Continuous land recovery ventures have expanded Singapore's territory zone from 581.5 km2 (224.5 sq mi) in the 1960s to 719.1 km2 (277.6 sq mi) in 2015, an expansion of exactly 23% (130 km2). The nation is anticipated to develop by another 100 km2(40 sq mi) by 2030. A few tasks include combining littler islands through land recovery to frame bigger, more useful islands, as has been finished with Jurong Island.
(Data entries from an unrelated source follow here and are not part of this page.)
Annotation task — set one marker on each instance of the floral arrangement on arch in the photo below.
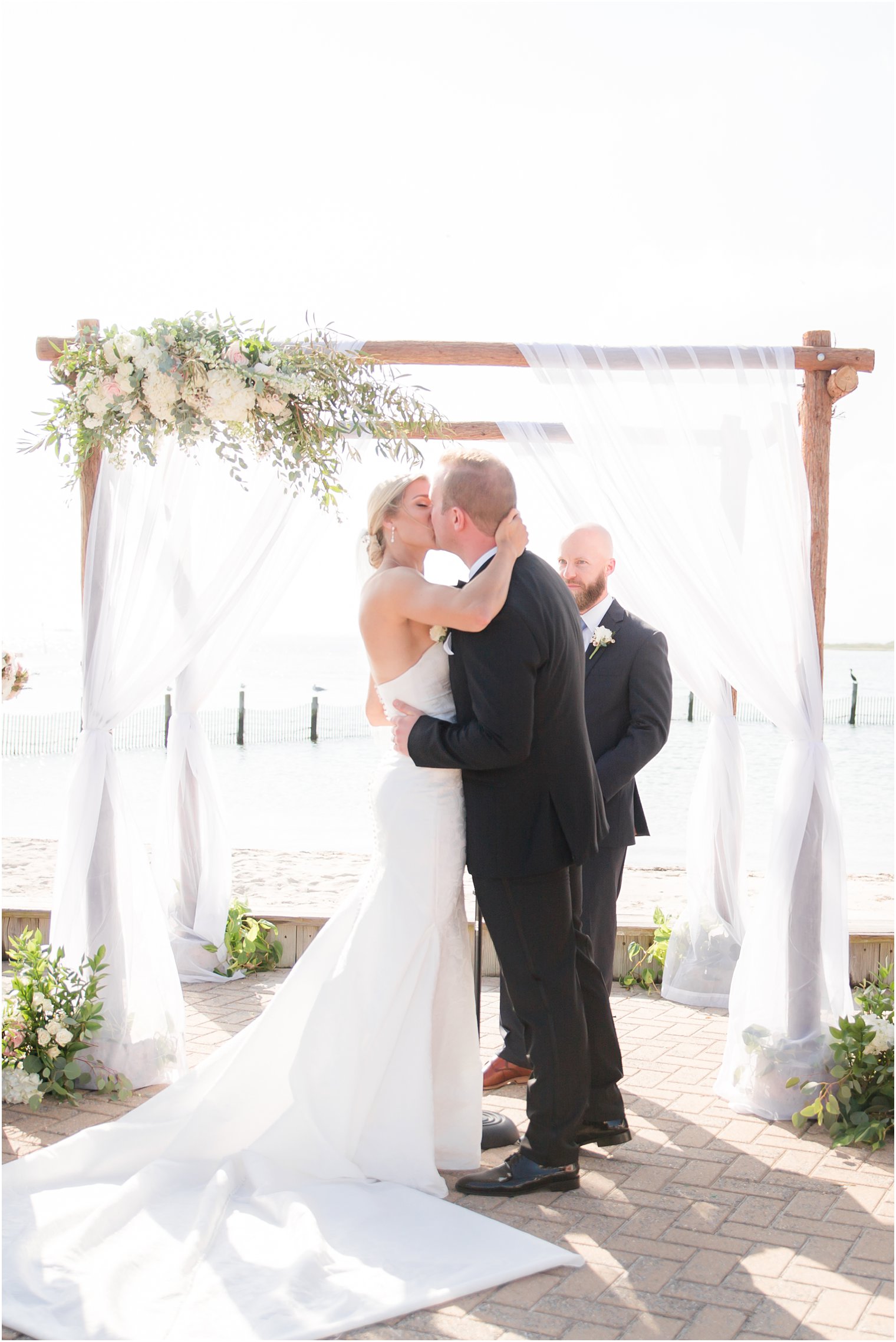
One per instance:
(15, 677)
(208, 380)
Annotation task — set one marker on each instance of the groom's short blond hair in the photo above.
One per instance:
(478, 483)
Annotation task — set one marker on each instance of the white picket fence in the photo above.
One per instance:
(57, 733)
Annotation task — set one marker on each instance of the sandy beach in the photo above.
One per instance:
(314, 883)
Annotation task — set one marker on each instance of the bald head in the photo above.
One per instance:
(585, 564)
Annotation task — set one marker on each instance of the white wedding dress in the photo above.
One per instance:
(289, 1185)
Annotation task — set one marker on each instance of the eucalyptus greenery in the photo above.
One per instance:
(856, 1105)
(251, 944)
(49, 1023)
(644, 957)
(304, 403)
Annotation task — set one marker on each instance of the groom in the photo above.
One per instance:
(533, 815)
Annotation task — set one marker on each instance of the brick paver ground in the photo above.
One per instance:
(709, 1224)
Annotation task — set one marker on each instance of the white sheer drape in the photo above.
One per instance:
(147, 621)
(238, 561)
(104, 892)
(699, 473)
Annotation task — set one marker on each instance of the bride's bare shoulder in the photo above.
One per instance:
(386, 585)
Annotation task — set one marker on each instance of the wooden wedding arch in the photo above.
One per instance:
(829, 374)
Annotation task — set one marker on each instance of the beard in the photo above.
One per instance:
(589, 596)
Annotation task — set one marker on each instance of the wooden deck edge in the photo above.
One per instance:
(867, 951)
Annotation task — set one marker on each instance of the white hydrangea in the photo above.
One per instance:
(226, 396)
(883, 1039)
(128, 345)
(147, 357)
(97, 403)
(160, 393)
(19, 1084)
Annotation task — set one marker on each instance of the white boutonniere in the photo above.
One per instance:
(600, 639)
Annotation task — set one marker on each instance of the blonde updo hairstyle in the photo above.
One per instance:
(383, 505)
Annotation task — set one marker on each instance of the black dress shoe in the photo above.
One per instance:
(519, 1175)
(611, 1133)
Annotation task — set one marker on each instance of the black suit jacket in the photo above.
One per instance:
(628, 706)
(532, 792)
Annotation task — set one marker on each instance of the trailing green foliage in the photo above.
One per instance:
(251, 944)
(49, 1021)
(304, 401)
(856, 1105)
(644, 957)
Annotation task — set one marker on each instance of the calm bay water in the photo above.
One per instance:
(315, 796)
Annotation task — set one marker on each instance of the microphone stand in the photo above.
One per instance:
(498, 1130)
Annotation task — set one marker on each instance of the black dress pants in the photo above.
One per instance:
(601, 885)
(562, 1004)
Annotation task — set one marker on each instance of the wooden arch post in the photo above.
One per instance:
(90, 470)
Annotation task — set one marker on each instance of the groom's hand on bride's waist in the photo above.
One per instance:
(403, 726)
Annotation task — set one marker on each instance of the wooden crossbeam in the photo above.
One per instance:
(495, 355)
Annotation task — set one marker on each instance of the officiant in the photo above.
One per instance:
(628, 708)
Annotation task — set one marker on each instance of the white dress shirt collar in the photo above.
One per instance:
(596, 615)
(483, 559)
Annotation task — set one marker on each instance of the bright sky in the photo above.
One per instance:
(607, 173)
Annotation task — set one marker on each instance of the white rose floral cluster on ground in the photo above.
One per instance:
(14, 675)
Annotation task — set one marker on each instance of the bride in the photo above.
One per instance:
(289, 1187)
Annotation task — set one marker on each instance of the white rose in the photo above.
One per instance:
(226, 396)
(162, 394)
(147, 357)
(128, 344)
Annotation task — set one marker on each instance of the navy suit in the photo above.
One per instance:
(628, 708)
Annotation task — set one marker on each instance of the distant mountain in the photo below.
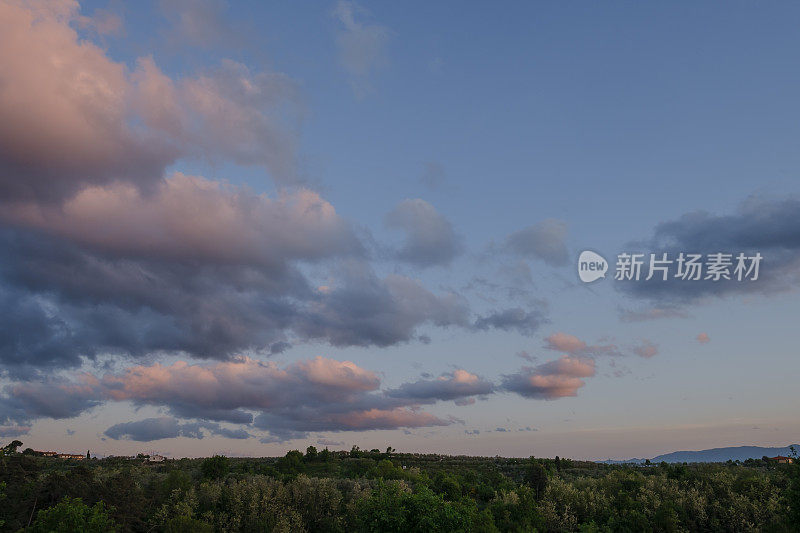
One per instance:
(720, 455)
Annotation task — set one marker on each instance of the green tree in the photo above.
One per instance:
(536, 477)
(71, 515)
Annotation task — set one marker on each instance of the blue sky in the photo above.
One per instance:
(430, 134)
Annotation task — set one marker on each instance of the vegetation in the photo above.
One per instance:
(359, 490)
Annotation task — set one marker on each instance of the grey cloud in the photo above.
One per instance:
(543, 241)
(514, 319)
(770, 227)
(329, 442)
(433, 176)
(430, 239)
(365, 310)
(84, 107)
(555, 379)
(66, 302)
(457, 385)
(151, 429)
(315, 395)
(361, 46)
(646, 349)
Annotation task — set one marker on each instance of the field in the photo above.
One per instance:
(392, 491)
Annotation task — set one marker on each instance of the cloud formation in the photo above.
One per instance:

Singapore's urbanization implies that it has lost 95% of its recorded timberlands, and now over portion of the normally happening fauna and vegetation in Singapore is available in nature stores, for example, the Bukit Timah Nature Reserve and the Sungei Buloh Wetland Reserve, which include just 0.25% of Singapore's property range. To battle this decrease, in 1967 the legislature presented the vision of making Singapore a "garden city" meaning to relax the brutality of urbanization and enhance the personal satisfaction. From that point forward, almost 10% of Singapore's territory has been put aside for parks and nature holds. The administration likewise has arrangements to save the rest of the untamed life. Singapore was positioned fourth in the 2014 Environmental Performance Index, which measures the viability of state strategies for natural manageability

Physical Geography
Physical Geography

Physical Geography

Singapore's primary domain is a precious stone formed island, in spite of the fact that its region incorporates encompassing littler islands. The most distant remote island is Pedra Branca. Of Singapore's many littler islands, Jurong Island, Pulau Tekong, Pulau Ubin and Sentosa are the bigger ones. A large portion of Singapore is close to 15 meters above ocean level.
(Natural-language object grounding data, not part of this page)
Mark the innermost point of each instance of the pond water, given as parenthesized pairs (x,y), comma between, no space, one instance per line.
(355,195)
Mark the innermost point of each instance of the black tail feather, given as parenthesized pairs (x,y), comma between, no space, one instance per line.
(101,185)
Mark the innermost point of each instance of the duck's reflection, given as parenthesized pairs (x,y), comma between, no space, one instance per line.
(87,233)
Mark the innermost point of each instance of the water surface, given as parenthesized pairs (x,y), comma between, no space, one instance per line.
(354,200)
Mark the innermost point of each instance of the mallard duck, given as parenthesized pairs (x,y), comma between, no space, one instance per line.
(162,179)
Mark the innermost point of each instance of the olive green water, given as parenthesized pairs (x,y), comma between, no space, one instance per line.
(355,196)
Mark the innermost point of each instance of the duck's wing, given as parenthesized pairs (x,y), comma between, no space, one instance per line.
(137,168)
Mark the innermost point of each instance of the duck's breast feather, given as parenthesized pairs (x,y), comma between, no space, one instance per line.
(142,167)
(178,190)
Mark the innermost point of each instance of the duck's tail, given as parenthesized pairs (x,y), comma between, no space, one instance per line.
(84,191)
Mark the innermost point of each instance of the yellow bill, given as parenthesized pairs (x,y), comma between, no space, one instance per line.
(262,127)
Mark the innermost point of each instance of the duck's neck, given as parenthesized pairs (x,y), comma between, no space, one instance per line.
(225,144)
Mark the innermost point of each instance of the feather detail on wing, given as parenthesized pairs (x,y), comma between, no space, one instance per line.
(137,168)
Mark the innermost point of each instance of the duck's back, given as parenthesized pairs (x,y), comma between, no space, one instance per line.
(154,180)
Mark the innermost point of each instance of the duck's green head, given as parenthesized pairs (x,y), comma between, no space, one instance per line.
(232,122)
The most noteworthy purpose of Singapore is Bukit Timah Hill, with a stature of 165 m (538 ft) and made up of molten shake, rock. Slopes and valleys of sedimentary shake rule the northwest, while the eastern locale comprises of sandy and compliment arrive. Singapore has no characteristic lakes, however supplies and water catchment regions have been built to store new water for Singapore's water supply.

Singapore has recovered land with earth acquired from its own slopes, the seabed, and neighboring nations. Therefore, Singapore's property region has developed from 581.5 km² in the 1960s to 723.2 km² today, and may develop by another 100 km² by 2033.